First off you break apart firewall rules to minimize the attack area opening that many ports you are a sitting duck there should be a list of ports that need open for the traffic coming in and going out these are the only ones that should be opened. You just opened 64000 ports to the outside world compared to 1000. The reason a dmz configuration is for just that it doesn't apply wan to dmz restrictions to it typically and segregates it from the lan. I am assuming that might be where the issue resides is that it is configured in the firewall for dmz and the rules are not setup to allow that traffic back from lan to dmz. I would highly recommend to fix your firewall change. It isn't and issue having MBG and 3300 on the same network.

[ucx]

In the Firewall section of the Technicians Handbook for MBG, it specifies the ports to open, and lo and behold, in there it says to open ports 1024 to 65535 for UDP to enable Voice Comms.
I wouldn't have done it otherwise, regardless of how secure the MBG is, but the manual says it needed that range open.

[brantn]

Wow thanks for the info. MBG is pretty secure as I have had pen testing done on it. That is a ton of ports to open that is why I have it on a dedicated wan.

[martyn]

First thing I would do in this instance would be to run the TNA tool and see what is actually listening and what isn't.

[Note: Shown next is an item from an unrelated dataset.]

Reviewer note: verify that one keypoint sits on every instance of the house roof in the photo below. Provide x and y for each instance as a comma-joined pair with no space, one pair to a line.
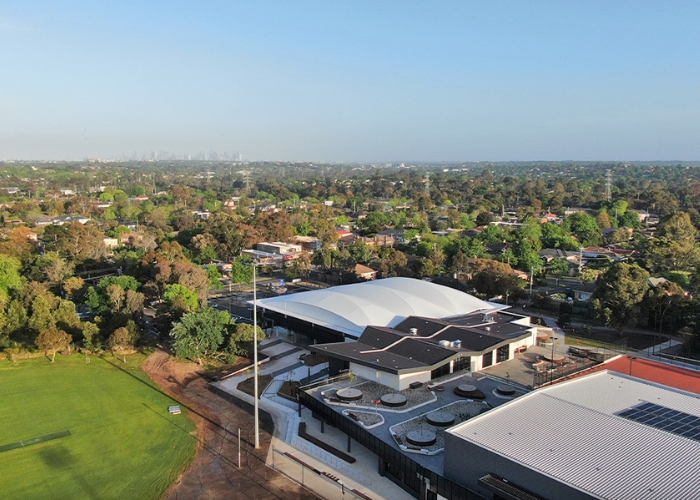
653,371
628,460
416,343
387,302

As for rules on the firewall, this is what I've used in the past and it has worked.
 

Code: [Select]

permit tcp any host xxx.xxx.xxx.xxx eq 443
 permit tcp any host xxx.xxx.xxx.xxx range 6801 6802
 permit tcp any host xxx.xxx.xxx.xxx range 3998 3999
 permit tcp any host xxx.xxx.xxx.xxx eq 6880
 permit udp any host xxx.xxx.xxx.xxx range 20000 31000
 permit udp any host xxx.xxx.xxx.xxx eq 5060
 permit udp any host xxx.xxx.xxx.xxx eq 5064
 permit udp any host xxx.xxx.xxx.xxx range 6806 6807
 permit tcp any host xxx.xxx.xxx.xxx range 36005 36007

[ucx]

Aha, I see now where I was mistaken.

The guide says to allow access from 1042-65535 from the MBG server to the internet and LAN, but 20000 to "configured upper bound in Advanced tab (SRTP)" (which is commonly 30000 I think) from the internet to the server.

My bad, I totally read that wrong. I'll be onsite tomorrow and I'll whip out the TNA and see what it's saying, see if I can pare down that range to something sensible. Thanks, guys.